PENSIONERS and vulnerable patients across East Lancashire face longer telephone waits when jobs at an NHS call centre are axed, one of its nurses has warned.

People who need health advice over the phone will suffer because of the cash-saving drive to shut NHS Direct centres, Earby resident Jean Brown said.

And a top board member of East Lancashire's hospital authority has warned the cutbacks will put extra pressure on struggling A&E departments.

Nursing advisor jobs are among the 150 posts set to go at doomed centres in Preston, Bolton Chorley and Southport, a move Mrs Brown said will put extra pressure on the service.

Just 30 vacancies will be available at a new centre in Bolton and in Nantwich a town more than 60 miles from East Lancashire in Cheshire.

Patients call NHS Direct to get health advice. After giving basic details of their condition they are called back by a nursing advisor.

Mrs Brown, 48, of Linden Road, said: "I am worried this will have an effect and people will have to wait longer.

"We are talking mums with sick children calling in the middle of night because they don't know what to do and elderly people who are on their own.

"So many people use the service. I am busy every time I go to work and I work 30 hours a week.

"I am never sat there waiting for a call."

Mrs Brown works at a satellite centre for nursing advisors at Queen's Park Hospital, Blackburn which will not to be axed but "periodically reviewed" by the Government.

She said: "My worry is that nurse advisors are going to be reduced so more calls will be taken by people who aren't un-trained but aren't nurses.

"This worries me because they will have to take on extra responsibilities and make decisions when they haven't got 30-odd years of experience.

"Local knowledge will also be lost. Their call could be dealt with by a health professional anywhere in England."

Mrs Brown said long delays in getting back to people will put extra pressure on the area's A&E departments, one of the key problems NHS Direct was set up to tackle in 1998.
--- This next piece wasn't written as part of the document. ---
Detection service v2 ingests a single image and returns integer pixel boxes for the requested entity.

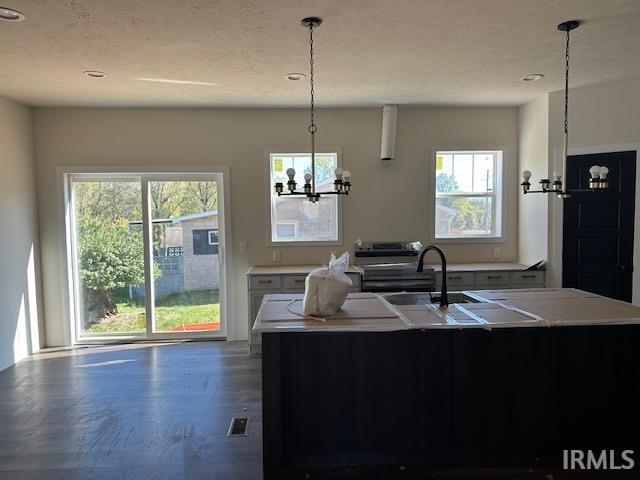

She said: "People will get frustrated at having to sit and wait for a call back and go to A&E."

This concern was echoed by Frank Clifford, a non-executive member of East Lancashire Hospitals NHS Trust, who has told managers: "The loss of jobs often means dilution of service provision to the public, it sure as hell does to me.

"These people are needed now so I would need some convincing that the closure of the unit is not going to cause difficulty."

The trust has recently struggled to meet a crunch A&E target to get 98 per cent of patients seen in four hours.

But trust chairman Christine Kirk said: "We have been told that it won't have a significant effect and we have to believe that is what is going to happen."

Bosses at NHS Direct have said the changes will not damage the service as fewer locations would mean "better support" for staff and a "standardisation" working practices.

Of the 12 centres set to close by 2008, eight are in the north of England.

The Preston centre is at the headquarters of Lancashire Ambulance Service in Broughton.